Closed ghilbrae closed 5 years ago
Continuing with the discussion, we need to know how to process the gaps inside a cell. That is, if in a cell there is a zone not associated to any of the layers, how should we process it?
One possible solution is to calculate its temperature by weighting the occupied area without taking the gap into account. Another solution may be to associate a temperature to non-deifnid areas. For example, the air temperature.
What do you think? @alecapolupo
Hi @ghilbrae,
layers 9, 10, 11, 12 are related to the urban fabric (9=high dense, 10= medium, 11= Industrial, commercial, public, military and private units). Moreover, @negroscuro intersect buildings and the urban fabric to assign the most of parameters. So, you can ask him to have the intersection outcome.
Hi @inakiMTG,
I think that the first solution is the best to adopt ( calculate its temperature by weighting the occupied area without taking the gap into account).
Thanks @alecapolupo that is what we have implemented into the algorithm
Thanks @alecapolupo that is what we have implemented into the algorithm
So we can close this issue?
@alecapolupo In order to determine radiant Temperature (Tmrt), it is needed to estimate superficial temperatures (Ts) for each type of surface. This depends on insolation and ventilation. Taking this into account we need to know if buildings are placed in areas with high/medium/low urban density.

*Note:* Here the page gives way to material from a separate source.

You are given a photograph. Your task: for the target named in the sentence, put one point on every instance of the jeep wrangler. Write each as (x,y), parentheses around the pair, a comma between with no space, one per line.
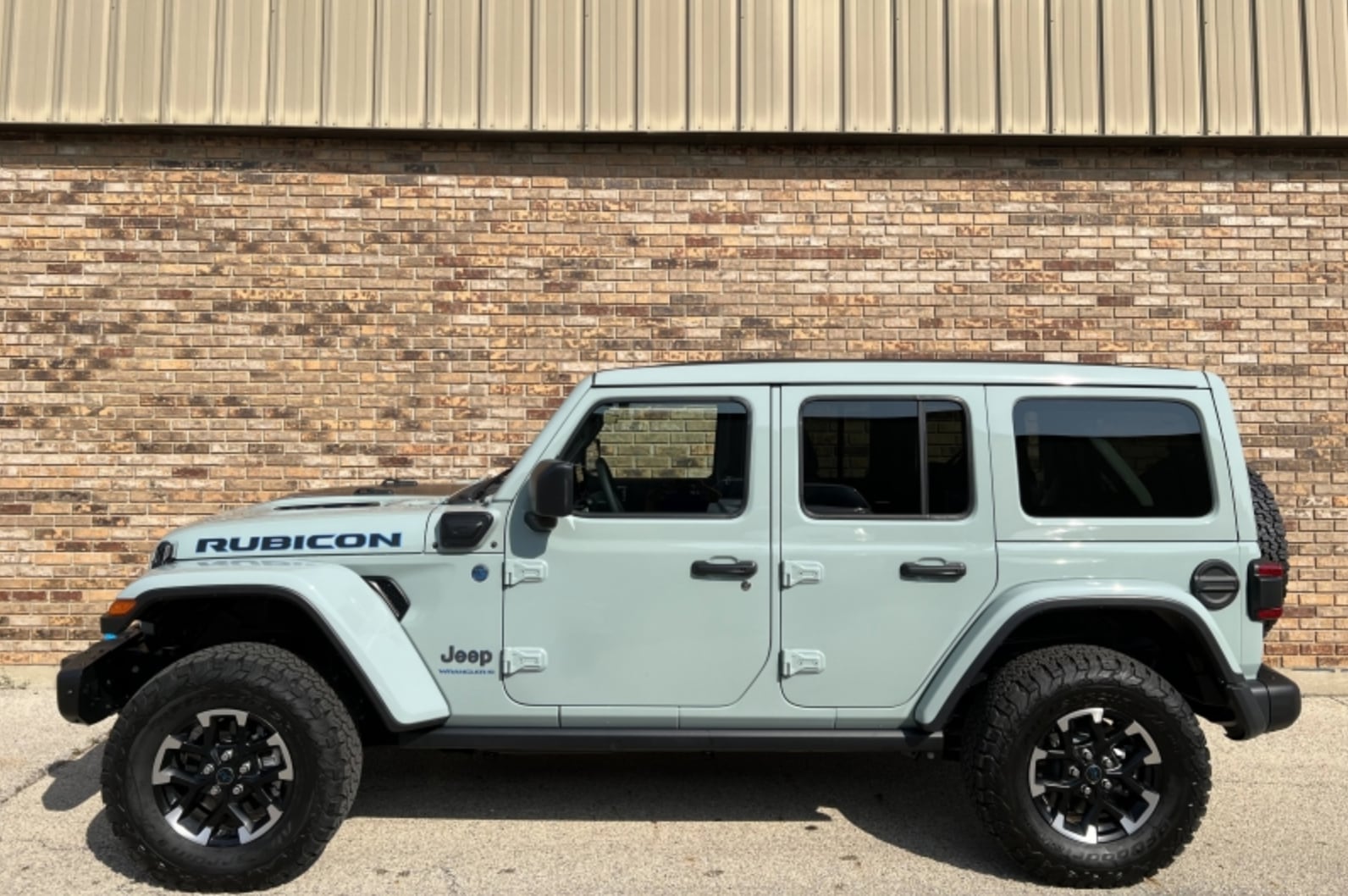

@negroscuro told us that his approach will be to substract the area occupied by these buildings from urban density areas so as to avoid getting overlaps among the different areas. We think that it could be more useful to preserve the original areas so we could determine the percentage of buildings that there are in each urban density area.
This would make sense to you? If you'd rather have the layers with a substraction we'll have to modify the script to account for this.